I Choose Joy

I’m not someone who is big into politics. I understand that they matter and I am thankful for the people who are passionate and knowledgeable about keeping us safe and free. My strategy though, has always been: stay informed and stay out of it. Make a decision and respect others to do the same. But as a pretty typical American twenty something, I have started to understand it a bit more. As I have gotten older I have started to have so much more appreciation for how nuanced it all is. How you can be for something, but frustrated by it at the same time and how you can feel like being for someone is all about being against someone else. It’s mind bending to keep it all straight to me.

This past year especially has been so tough on all of us. Politics feel so much bigger to me than they ever have before. So much scarier, aggressive and confusing. From a national level yes, but on a personal level too. Learning not to judge someone for their political stance is hard, to choose to love people even if you feel like their political leanings are a little crazy. As I sit here on the eve of the election, it’s hard to believe it will all be over in such a conceivable matter of time. Of course the realist in me recognizes that it’s likely neither side is going to give up that easily.

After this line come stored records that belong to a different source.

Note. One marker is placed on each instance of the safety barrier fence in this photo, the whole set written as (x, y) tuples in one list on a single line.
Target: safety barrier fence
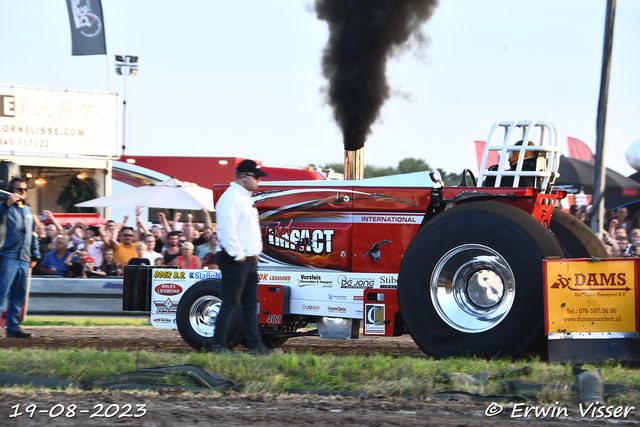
[(95, 297)]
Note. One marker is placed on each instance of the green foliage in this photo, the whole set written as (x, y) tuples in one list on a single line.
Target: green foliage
[(375, 374), (83, 321), (78, 190), (406, 165)]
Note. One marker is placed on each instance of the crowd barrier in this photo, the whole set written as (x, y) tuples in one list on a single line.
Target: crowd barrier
[(59, 296)]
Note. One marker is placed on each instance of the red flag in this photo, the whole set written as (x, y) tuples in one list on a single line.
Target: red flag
[(579, 150), (493, 157)]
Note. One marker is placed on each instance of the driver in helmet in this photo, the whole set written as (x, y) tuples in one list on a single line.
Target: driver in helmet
[(528, 164)]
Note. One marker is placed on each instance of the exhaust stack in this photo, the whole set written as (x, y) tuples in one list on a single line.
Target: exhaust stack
[(354, 164)]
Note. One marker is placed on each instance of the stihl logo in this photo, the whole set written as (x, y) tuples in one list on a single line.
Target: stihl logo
[(593, 281)]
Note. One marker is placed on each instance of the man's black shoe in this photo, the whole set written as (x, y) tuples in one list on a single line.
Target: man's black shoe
[(19, 334)]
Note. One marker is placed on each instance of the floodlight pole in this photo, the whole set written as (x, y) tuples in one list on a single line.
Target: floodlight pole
[(129, 64), (597, 218)]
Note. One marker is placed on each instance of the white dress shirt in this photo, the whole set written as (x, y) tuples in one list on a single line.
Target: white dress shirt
[(238, 223)]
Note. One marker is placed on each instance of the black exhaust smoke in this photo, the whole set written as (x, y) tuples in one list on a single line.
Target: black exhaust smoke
[(362, 35)]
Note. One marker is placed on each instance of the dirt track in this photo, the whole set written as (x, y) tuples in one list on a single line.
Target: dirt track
[(172, 408), (148, 338)]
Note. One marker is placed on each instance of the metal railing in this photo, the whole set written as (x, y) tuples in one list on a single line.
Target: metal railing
[(95, 297)]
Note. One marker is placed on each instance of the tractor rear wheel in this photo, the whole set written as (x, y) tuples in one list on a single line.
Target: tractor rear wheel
[(471, 283)]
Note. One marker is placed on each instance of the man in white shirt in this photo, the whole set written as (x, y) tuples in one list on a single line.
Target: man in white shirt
[(240, 243), (150, 253)]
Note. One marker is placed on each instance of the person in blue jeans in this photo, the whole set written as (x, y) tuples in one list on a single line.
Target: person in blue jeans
[(18, 253)]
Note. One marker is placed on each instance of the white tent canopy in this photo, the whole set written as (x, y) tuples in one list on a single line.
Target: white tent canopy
[(169, 194)]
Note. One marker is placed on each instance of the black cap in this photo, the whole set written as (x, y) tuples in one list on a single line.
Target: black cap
[(249, 166)]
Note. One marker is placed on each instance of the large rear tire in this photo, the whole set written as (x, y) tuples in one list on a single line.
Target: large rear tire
[(575, 238), (470, 282), (197, 313)]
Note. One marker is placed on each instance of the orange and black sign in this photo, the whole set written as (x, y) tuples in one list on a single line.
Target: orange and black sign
[(586, 296)]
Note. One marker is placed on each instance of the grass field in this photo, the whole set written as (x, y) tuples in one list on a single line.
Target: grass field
[(376, 375), (83, 321)]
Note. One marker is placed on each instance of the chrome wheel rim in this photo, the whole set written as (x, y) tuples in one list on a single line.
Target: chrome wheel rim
[(472, 288), (203, 315)]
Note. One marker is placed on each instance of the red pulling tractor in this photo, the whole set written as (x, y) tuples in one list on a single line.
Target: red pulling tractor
[(459, 268)]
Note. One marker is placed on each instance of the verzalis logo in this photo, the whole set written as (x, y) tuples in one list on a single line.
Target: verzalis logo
[(88, 23)]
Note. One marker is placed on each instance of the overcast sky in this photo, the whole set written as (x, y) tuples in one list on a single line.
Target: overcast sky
[(242, 78)]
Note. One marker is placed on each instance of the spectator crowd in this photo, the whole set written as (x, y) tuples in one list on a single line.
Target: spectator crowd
[(82, 250), (621, 231)]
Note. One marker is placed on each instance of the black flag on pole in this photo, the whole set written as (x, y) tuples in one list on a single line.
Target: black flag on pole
[(87, 27)]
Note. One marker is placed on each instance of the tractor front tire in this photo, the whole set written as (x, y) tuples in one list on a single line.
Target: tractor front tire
[(197, 314)]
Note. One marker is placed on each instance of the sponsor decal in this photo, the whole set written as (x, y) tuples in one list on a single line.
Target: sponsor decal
[(355, 282), (205, 275), (168, 289), (374, 319), (391, 219), (7, 106), (277, 319), (388, 281), (301, 240), (583, 296), (169, 274), (165, 307), (592, 282), (313, 279), (264, 277)]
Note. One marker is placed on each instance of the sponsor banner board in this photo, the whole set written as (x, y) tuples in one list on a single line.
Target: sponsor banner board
[(374, 319), (58, 122), (586, 296), (350, 310)]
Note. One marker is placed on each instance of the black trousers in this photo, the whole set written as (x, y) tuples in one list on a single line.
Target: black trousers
[(239, 292)]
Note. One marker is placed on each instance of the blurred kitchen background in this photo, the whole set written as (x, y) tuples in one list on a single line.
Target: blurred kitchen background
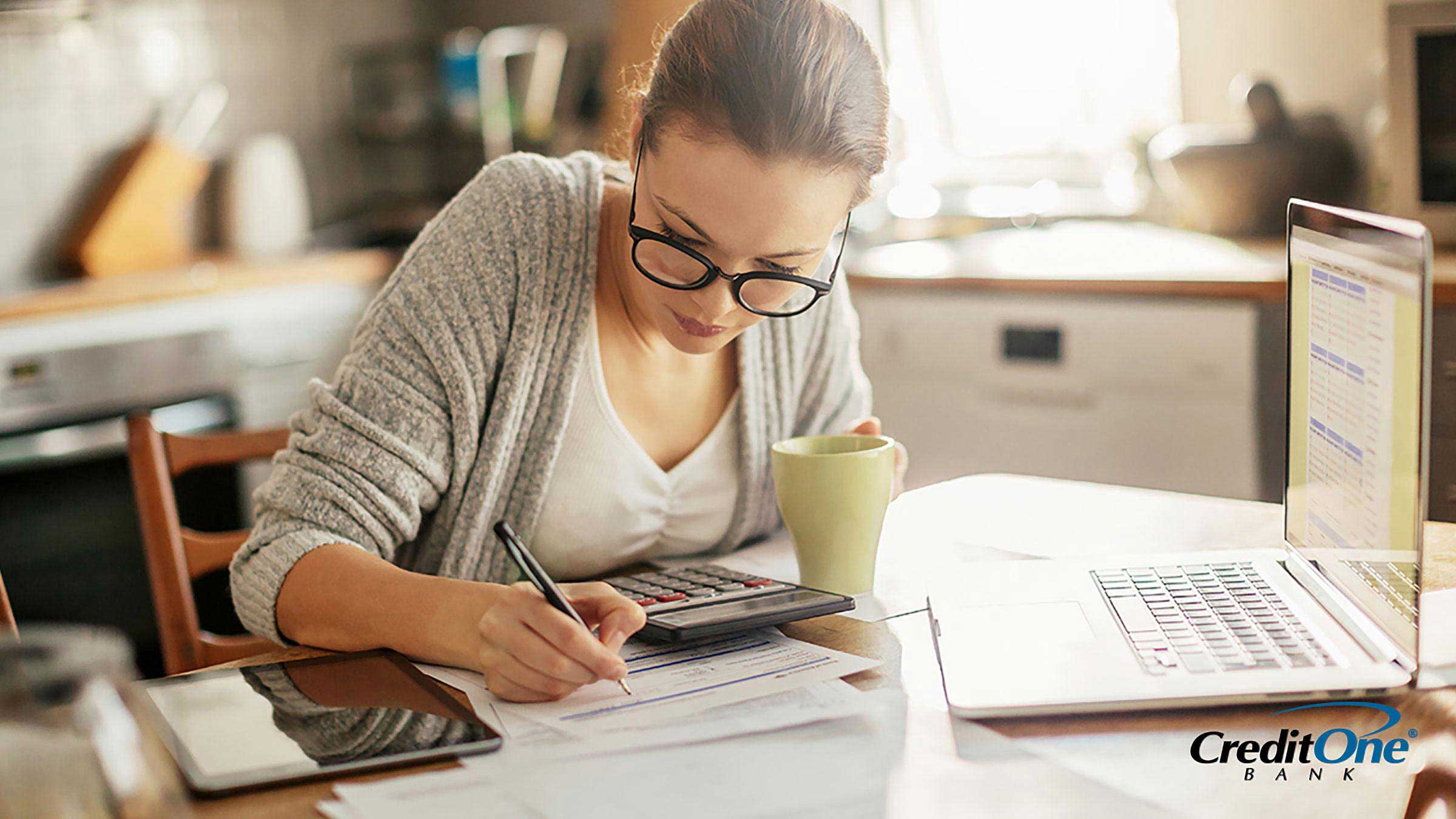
[(1074, 266)]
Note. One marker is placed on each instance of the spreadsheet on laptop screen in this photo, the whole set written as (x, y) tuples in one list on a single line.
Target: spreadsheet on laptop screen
[(1355, 411)]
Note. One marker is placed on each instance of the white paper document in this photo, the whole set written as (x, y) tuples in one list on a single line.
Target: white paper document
[(831, 770), (667, 682)]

The question I keep asking though is, what are we left with when it is all over? Whether that’s tomorrow, two weeks from now, months, years? All the negativity, the hatred, the broken friendships and families left lying in the wake. I hope not. I hope it is so much more of a deeper understanding of who we are and how we got here. The opposite is just far too sad for me to accept. So for myself, I choose joy. I am going to choose today, that no matter what the outcome, I know there is so much more to celebrate and to live for. That no matter who wins this contest, dark chocolate and red wine will still taste just as sweet and even sweeter when shared with people I love around me. I still have friendships worth investing in and a family that loves me and that forgiveness and humility are still always an option.

I think I have spent some time this past year, holed up in my personal sphere, just waiting for this all to blow over. Choosing not to engage with people out of fear and staying away from places because I just didn’t feel like dealing with it all. Today though, I say it is enough, it’s not worth wasting my time worrying about the bickering and the animosity.

One of my favorite authors, Shauna Niequist, says it best: “To choose to celebrate right now in the world we live in may seem irresponsible. It might seem frivolous like cotton candy and charm bracelets. But I believe it is a serious undertaking, and one that has the potential to return us to our best selves...The world is alive, blinking and clicking, winking at us slyly, inviting us to get up and dance to the music it has been playing since the beginning of time, if you bend all the way down and put your ear to the ground to listen for it.” And in my mind, it’s playing some 90s pop and I'm jumping around like a fool.

PS. If you have never read the book Cold Tangerines by Shauna Niequist. Seriously do yourself a favor and go buy like 10 copies. Read one and give them to all your friends.